- Poster
- Directed by: Susumu Hani
- Written by: Susumu Hani
- Based on: Bad Boys by Aiko Jinushi
- Starring: Yukio Yamada; Hirokazu Yoshitake; Koichiro Yamazaki; Yasuo Kurokawa; Masayuki Itō; Katsuhiro Segawa; Chieko Wada;
- Cinematography: Mitsuji Kanau
- Music by: Toru Takemitsu
- Production company: Iwanami Productions
- Release date: 29 March 1961;
- Running time: 89 minutes
- Country: Japan
- Language: Japanese
- Budget: $16,000

= Bad Boys (1961 film) =

1961 film

Bad Boys (不良少年, Furyō Shōnen) is a 1961 Japanese pseudo-documentary drama film about juvenile delinquents, written and directed by Susumu Hani. It is based on the novel of the same name by Aiko Jinushi.

==Plot==
After his arrest for theft in a jewelry store, juvenile delinquent Asai is sent to a reform school. He is first assigned to the laundry group, where he is bullied by the group's reckless leaders, before he is allocated to a group of youths manufacturing furniture and experiences solidarity and team spirit. He befriends Debari, who was sentenced for repeated mugging with his gang and urges Asai to wise up and not end like him. Asai is eventually released, facing an uncertain future.
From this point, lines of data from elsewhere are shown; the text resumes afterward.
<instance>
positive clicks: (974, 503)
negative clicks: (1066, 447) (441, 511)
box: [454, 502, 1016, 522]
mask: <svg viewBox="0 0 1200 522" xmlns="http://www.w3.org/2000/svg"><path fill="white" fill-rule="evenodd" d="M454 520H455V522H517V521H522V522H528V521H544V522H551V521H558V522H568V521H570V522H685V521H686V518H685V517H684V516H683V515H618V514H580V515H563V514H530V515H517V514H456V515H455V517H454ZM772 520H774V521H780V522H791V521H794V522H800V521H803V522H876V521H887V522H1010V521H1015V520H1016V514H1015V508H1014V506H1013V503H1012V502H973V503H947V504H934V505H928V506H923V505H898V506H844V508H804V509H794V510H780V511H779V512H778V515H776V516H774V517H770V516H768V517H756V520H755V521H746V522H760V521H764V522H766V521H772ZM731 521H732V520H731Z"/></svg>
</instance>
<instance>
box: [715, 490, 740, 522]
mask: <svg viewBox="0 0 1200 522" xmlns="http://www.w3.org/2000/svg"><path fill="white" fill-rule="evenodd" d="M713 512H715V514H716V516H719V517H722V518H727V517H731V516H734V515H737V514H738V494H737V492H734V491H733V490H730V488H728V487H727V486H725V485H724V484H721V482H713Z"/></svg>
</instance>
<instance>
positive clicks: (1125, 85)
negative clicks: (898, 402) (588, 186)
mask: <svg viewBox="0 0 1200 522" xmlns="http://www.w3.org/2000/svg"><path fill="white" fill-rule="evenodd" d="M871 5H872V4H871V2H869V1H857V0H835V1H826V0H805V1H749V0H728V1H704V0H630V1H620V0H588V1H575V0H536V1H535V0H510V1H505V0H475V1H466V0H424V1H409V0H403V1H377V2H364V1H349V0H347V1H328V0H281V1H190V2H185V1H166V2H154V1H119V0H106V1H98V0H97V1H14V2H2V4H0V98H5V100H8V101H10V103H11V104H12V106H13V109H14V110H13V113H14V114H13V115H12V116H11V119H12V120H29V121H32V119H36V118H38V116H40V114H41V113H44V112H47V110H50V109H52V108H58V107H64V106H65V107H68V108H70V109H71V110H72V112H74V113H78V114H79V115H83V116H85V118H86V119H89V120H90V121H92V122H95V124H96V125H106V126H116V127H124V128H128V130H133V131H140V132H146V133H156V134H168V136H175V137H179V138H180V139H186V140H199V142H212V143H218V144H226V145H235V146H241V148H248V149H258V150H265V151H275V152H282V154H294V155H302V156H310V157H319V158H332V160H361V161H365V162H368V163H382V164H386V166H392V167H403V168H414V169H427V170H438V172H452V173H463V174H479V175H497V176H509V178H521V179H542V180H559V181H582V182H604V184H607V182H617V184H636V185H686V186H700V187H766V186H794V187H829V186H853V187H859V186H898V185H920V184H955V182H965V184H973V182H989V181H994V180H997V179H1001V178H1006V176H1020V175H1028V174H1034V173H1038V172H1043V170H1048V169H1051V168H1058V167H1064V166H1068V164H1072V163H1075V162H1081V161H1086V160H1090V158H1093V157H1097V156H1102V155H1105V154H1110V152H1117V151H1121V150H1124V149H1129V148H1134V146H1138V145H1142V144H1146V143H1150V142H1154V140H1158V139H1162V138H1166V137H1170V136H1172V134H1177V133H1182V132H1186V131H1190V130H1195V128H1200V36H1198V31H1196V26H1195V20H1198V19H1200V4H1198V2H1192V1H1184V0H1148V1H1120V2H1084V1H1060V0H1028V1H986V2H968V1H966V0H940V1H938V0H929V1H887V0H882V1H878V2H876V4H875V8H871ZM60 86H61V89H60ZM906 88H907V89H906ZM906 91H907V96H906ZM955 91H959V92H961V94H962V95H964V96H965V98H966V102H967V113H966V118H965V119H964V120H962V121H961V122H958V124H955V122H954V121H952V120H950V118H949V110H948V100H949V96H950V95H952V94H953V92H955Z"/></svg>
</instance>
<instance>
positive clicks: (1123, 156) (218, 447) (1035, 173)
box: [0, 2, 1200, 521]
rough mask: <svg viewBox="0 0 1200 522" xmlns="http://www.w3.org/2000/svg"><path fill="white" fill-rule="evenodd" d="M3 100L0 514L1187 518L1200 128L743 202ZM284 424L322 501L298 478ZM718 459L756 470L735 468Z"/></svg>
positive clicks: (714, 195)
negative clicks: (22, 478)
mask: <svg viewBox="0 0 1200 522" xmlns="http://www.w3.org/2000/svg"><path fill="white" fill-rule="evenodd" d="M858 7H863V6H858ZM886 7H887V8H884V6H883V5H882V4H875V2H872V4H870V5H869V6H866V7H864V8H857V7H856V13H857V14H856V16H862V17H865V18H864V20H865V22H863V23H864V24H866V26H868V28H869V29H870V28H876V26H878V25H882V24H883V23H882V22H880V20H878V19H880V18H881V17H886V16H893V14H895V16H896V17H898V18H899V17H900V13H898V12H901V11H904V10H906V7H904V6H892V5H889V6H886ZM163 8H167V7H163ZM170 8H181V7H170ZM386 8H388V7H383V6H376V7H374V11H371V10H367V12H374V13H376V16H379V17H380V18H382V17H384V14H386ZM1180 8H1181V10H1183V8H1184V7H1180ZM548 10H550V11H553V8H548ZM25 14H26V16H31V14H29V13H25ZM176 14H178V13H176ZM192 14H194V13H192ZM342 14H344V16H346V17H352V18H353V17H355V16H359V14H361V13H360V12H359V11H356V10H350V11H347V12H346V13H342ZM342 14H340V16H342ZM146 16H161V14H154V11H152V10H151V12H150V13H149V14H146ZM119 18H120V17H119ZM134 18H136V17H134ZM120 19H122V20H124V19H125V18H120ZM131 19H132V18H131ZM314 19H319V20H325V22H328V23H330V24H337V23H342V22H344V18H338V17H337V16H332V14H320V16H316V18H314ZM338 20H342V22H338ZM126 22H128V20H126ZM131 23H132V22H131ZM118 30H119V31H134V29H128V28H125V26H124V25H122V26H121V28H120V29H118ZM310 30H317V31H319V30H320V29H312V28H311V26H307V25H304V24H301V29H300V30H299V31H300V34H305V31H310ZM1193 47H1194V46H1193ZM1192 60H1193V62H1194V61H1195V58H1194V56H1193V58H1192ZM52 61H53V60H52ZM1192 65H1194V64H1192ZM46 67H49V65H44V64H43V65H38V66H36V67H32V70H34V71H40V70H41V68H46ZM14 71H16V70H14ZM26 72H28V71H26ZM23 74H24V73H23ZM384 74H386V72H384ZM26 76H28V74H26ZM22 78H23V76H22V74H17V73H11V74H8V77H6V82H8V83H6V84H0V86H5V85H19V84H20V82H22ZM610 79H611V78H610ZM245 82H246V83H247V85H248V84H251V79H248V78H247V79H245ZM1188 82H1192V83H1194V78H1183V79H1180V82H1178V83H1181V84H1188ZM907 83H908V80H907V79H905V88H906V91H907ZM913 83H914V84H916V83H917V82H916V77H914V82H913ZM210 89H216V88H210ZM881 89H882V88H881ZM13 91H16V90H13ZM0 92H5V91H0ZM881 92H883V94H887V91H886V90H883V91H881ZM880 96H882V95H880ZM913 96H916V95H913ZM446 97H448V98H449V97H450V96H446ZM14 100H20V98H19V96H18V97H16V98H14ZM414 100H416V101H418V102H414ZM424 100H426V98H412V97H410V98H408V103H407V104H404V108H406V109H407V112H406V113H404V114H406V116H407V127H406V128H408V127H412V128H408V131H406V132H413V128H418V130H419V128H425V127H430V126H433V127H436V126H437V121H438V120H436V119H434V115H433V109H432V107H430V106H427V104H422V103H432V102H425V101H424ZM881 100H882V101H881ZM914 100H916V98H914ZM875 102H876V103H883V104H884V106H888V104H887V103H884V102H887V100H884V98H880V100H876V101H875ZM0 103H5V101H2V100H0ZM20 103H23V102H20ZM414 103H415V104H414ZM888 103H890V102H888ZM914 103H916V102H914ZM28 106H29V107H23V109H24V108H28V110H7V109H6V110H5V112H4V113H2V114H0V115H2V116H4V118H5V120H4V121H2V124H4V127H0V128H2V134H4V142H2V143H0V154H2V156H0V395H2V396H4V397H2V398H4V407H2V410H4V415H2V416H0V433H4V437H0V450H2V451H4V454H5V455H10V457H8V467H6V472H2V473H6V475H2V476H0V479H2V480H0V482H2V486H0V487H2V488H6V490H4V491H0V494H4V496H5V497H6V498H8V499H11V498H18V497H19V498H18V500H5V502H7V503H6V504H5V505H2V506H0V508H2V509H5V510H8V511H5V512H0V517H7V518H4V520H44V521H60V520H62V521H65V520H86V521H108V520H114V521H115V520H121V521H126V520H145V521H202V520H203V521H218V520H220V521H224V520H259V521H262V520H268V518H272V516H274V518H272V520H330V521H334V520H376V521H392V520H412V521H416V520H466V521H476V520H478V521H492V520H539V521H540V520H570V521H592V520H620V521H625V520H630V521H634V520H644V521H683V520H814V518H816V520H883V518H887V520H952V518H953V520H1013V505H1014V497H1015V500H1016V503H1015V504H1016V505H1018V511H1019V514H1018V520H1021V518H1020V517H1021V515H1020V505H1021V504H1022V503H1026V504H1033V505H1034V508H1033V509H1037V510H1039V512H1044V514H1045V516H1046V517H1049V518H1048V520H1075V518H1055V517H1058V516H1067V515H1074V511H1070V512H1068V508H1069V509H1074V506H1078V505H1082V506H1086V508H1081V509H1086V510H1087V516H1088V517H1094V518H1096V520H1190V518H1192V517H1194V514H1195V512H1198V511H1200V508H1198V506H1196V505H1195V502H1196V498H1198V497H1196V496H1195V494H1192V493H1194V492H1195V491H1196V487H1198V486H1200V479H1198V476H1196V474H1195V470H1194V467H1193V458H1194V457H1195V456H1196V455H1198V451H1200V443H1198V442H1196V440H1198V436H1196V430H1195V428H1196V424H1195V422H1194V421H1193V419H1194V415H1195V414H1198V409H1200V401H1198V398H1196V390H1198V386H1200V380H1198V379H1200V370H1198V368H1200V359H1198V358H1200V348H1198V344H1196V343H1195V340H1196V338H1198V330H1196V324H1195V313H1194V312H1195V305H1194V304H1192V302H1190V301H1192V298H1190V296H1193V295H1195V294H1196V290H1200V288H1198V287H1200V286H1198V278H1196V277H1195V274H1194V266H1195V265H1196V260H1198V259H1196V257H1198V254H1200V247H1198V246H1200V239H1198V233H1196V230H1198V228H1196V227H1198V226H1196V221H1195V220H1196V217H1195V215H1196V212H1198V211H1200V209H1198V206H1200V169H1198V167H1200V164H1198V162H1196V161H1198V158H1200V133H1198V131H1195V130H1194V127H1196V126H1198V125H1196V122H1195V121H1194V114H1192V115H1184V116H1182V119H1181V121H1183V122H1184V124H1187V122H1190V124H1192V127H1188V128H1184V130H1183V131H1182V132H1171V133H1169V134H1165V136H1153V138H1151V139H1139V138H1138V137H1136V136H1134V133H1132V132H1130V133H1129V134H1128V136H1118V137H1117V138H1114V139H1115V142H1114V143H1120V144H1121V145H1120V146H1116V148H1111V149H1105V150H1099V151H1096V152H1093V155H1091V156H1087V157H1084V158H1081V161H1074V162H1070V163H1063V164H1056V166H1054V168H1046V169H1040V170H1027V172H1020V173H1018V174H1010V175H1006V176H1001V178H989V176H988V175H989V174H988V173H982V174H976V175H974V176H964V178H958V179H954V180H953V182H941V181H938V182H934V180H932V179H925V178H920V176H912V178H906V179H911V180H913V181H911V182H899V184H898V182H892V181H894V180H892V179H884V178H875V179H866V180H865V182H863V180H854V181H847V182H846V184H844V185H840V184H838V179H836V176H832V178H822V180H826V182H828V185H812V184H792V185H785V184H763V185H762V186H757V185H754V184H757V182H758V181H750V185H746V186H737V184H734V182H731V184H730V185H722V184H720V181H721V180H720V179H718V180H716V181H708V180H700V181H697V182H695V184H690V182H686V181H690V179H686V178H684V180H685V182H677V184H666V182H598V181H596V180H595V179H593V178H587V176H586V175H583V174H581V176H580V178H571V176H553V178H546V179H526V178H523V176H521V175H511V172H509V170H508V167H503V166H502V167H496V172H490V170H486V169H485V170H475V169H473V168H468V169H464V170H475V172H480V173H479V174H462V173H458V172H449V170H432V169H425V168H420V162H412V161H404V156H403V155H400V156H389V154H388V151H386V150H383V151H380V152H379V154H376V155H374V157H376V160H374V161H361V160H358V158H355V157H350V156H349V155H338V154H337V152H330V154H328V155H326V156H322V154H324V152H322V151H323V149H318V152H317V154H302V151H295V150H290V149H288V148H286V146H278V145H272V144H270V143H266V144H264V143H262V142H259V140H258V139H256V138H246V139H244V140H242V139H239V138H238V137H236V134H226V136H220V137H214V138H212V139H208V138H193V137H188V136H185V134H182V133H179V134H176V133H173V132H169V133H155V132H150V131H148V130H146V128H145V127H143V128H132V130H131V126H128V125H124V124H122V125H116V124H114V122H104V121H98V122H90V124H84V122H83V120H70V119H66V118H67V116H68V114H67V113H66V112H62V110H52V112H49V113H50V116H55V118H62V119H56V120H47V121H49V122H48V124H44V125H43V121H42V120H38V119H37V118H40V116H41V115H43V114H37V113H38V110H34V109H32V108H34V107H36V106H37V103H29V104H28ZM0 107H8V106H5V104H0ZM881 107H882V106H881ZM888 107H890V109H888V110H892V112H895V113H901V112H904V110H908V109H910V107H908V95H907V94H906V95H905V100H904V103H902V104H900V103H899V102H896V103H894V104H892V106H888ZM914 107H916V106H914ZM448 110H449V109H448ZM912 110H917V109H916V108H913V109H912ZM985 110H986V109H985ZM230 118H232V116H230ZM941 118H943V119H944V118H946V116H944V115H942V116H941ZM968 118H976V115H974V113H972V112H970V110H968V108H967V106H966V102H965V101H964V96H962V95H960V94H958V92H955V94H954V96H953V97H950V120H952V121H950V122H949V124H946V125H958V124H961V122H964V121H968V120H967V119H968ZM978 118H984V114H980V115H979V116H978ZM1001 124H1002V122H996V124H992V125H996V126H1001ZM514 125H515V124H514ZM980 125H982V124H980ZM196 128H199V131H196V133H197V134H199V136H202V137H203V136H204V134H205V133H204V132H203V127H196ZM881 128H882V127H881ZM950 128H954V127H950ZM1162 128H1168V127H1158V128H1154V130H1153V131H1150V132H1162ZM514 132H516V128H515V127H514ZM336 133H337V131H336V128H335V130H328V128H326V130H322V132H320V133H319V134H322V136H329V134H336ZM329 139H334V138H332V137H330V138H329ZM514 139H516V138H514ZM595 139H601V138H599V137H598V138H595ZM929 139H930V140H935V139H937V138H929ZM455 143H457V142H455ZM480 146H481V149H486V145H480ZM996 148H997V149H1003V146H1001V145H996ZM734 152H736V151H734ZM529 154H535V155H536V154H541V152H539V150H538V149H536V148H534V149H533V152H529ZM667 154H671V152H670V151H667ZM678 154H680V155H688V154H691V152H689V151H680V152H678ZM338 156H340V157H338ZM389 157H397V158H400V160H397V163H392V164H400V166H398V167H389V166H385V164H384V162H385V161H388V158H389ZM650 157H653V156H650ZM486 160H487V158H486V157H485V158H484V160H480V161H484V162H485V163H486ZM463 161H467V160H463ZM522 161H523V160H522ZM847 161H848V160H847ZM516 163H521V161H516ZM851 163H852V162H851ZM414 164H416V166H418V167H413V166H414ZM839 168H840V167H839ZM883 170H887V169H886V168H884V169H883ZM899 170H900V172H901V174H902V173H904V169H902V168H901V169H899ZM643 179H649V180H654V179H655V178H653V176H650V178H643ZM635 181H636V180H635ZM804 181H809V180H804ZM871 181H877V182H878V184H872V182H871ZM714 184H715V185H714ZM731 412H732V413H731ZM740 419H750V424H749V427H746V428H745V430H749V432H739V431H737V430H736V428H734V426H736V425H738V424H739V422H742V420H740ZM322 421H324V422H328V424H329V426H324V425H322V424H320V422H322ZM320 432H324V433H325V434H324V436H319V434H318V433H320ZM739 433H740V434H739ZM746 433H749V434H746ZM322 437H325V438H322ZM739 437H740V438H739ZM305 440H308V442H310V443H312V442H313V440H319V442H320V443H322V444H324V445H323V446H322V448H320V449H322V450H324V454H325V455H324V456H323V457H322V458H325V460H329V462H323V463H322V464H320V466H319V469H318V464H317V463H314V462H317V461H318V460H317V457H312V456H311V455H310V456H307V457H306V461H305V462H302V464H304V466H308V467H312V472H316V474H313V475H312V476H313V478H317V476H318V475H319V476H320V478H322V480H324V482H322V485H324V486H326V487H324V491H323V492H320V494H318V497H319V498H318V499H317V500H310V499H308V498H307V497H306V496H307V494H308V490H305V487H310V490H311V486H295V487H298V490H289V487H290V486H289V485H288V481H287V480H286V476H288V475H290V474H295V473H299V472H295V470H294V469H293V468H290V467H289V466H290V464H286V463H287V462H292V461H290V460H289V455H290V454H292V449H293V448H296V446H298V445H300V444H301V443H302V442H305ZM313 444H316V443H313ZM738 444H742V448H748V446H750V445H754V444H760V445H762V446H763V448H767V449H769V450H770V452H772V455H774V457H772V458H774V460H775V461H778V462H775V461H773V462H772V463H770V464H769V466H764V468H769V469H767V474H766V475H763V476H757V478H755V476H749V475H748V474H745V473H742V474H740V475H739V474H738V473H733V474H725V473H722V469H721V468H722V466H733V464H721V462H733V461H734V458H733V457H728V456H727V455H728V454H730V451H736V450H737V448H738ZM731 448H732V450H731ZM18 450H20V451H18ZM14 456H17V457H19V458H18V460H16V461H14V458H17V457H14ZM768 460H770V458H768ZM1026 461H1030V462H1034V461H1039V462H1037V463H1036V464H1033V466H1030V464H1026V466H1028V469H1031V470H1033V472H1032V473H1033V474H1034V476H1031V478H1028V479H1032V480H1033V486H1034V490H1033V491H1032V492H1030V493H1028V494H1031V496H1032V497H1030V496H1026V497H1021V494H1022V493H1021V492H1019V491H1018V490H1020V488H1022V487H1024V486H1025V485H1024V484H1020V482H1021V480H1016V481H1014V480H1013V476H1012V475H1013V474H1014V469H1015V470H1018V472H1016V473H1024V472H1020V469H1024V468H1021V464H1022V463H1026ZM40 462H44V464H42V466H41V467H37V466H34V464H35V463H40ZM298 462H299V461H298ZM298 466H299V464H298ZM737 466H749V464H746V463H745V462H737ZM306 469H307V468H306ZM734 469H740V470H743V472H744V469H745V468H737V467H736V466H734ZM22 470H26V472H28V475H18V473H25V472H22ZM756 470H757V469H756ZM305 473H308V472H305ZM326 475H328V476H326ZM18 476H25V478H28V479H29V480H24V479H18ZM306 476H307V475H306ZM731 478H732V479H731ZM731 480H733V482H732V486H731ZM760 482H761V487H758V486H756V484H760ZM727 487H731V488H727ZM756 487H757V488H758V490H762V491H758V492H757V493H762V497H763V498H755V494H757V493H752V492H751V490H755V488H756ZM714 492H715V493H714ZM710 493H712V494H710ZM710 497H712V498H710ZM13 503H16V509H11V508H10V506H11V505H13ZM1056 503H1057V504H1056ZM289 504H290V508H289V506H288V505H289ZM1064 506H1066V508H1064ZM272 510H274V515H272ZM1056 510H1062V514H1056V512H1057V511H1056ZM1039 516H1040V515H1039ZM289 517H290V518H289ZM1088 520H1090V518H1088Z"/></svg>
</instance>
==Production and reception==
Since Hani had a background in documentaries, he shot Bad Boys, his first feature-length fiction film, in a documentary style, using "nonprofessional actors, black and white, hand-held cinematography, and location shooting." It has been considered one of the films to launch the Japanese New Wave.

A facility was used as the filming location.

==Awards==
Bad Boys was voted the best film of 1961 in the poll of film critics by Kinema Junpo. Hani was awarded the Directors Guild of Japan New Directors Award, and Toru Takemitsu received the Mainichi Film Award for Best Film Score for his work on Bad Boys and Mozu.